Good news for stock market investors! Modi government has completely abolished taxes
Modi government has taken a very big step to boost the country’s economy and calm the chaos in the stock market. The Central Government has approved a very important Ordinance to amend the Income Tax Law to rapidly attract foreign investment into India. This decision has been taken by the Union Cabinet at a time when the clouds of Iran war crisis are looming over the markets around the world. The main objective of the government is to increase the flow of foreign capital into the country and reduce the adverse impact on the Indian economy due to the war. After being passed by the Cabinet, this ordinance will now be implemented in the entire country as soon as it gets the approval of the President.
Under this historic decision, the government is going to completely abolish capital gains tax on investments made by foreign portfolio investors (FPIs) in Indian government securities (G-secs) i.e. government bonds. The government hopes that after this tax waiver, foreign investors will once again turn to the Indian market.
Know how much heavy tax foreign investors pay now
If we talk about the current tax system, currently foreign investors have to pay Long-Term Capital Gains (LTCG) tax at the rate of 12.5 percent on the sale of bonds and listed shares held with them for more than 12 months. Apart from this, they also have to pay a hefty withholding tax of 20 per cent on the interest earned from these government bonds. Let us tell you that earlier the concessional rate of 5 percent available on this was abolished by the government in the year 2023 itself. Due to heavy taxes and global uncertainty, foreign investors have made huge sales of about Rs 2.5 lakh crore from the Indian market this year. After this big withdrawal, demand for tax reduction was continuously being raised. Market experts say that some more big and surprising steps can be taken by the government in the coming times.

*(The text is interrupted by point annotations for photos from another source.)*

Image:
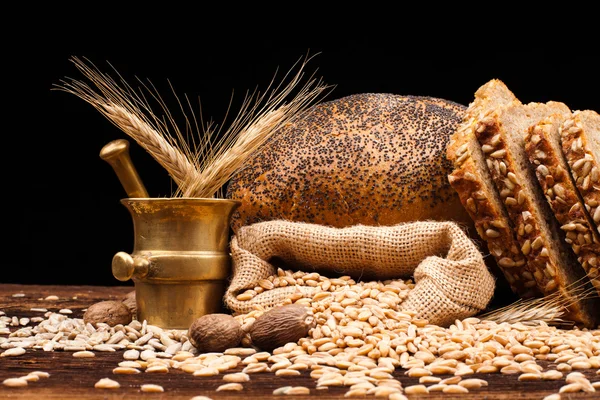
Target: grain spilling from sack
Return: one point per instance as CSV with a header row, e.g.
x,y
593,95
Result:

Government can take even bigger steps to increase foreign exchange reserves
According to the news coming from government sources, many more important policies can be announced in the future to strengthen India’s foreign exchange reserves to a record level and attract big investors from all over the world. This major decision of the government has come just a few days after the statement of Union Finance Minister Nirmala Sitharaman, in which she had clearly said that she is fully ready to listen to the opinion of investors and market leaders about reducing the tax rates on long-term and short-term capital gains. It is noteworthy that in the Union Budget presented in July 2024, the Finance Minister had increased the LTCG tax rate on most assets from 10 percent to 12.5 percent, while the annual limit of tax exemption for listed equity and equity-linked instruments was increased from Rs 1 lakh to Rs 1.25 lakh.

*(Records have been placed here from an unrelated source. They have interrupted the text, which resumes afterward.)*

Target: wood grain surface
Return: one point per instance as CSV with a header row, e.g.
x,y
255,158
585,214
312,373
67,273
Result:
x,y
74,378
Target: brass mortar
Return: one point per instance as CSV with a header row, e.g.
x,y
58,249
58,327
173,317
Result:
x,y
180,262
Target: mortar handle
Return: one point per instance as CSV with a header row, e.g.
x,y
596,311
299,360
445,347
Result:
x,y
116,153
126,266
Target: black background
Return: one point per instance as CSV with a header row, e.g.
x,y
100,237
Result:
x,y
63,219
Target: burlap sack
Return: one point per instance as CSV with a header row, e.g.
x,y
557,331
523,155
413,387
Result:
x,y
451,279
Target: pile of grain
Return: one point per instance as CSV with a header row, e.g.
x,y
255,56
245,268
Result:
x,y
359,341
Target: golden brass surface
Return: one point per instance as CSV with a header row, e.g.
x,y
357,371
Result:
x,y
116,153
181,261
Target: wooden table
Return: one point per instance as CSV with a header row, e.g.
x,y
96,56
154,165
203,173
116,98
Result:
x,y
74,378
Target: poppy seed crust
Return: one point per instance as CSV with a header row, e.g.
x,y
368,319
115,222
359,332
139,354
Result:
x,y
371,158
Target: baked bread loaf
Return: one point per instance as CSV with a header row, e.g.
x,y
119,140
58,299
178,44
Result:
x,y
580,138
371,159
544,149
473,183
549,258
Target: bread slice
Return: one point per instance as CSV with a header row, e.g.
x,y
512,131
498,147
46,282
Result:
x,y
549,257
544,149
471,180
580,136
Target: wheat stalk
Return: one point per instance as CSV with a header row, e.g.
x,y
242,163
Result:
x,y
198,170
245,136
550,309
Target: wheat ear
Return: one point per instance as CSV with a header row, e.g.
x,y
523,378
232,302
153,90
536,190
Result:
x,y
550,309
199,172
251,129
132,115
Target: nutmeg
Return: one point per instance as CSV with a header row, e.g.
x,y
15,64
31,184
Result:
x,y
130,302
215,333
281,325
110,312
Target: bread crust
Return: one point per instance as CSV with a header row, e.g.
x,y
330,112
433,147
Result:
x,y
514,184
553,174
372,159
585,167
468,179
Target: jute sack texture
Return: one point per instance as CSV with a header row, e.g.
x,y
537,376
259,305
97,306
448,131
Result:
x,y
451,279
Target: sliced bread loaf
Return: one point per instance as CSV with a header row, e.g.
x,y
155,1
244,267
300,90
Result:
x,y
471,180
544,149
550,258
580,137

The figures are so big that it was impossible to ignore them
On this entire matter, Harsha Vardhana VM, Group CEO of Atom Financial Services, has given his important opinion on the current situation of the market. Citing the figures, he said that the figures of selling by foreign investors were so huge that it was completely impossible for the government to ignore them for a long time. He said that out of the total 12 months of the year 2025, during eight months, foreign portfolio investors (FPIs) were net sellers in India, that is, they sold more than bought. Due to this, a huge capital of Rs 1,66,286 crore went out of the Indian market. Not only this, there was an outflow of Rs 33,598 crore from the markets in the month of January 2026 alone, which was the largest monthly outflow recorded in any single month since August 2025. To stop this decline, the government has now taken a big gamble by removing the tax.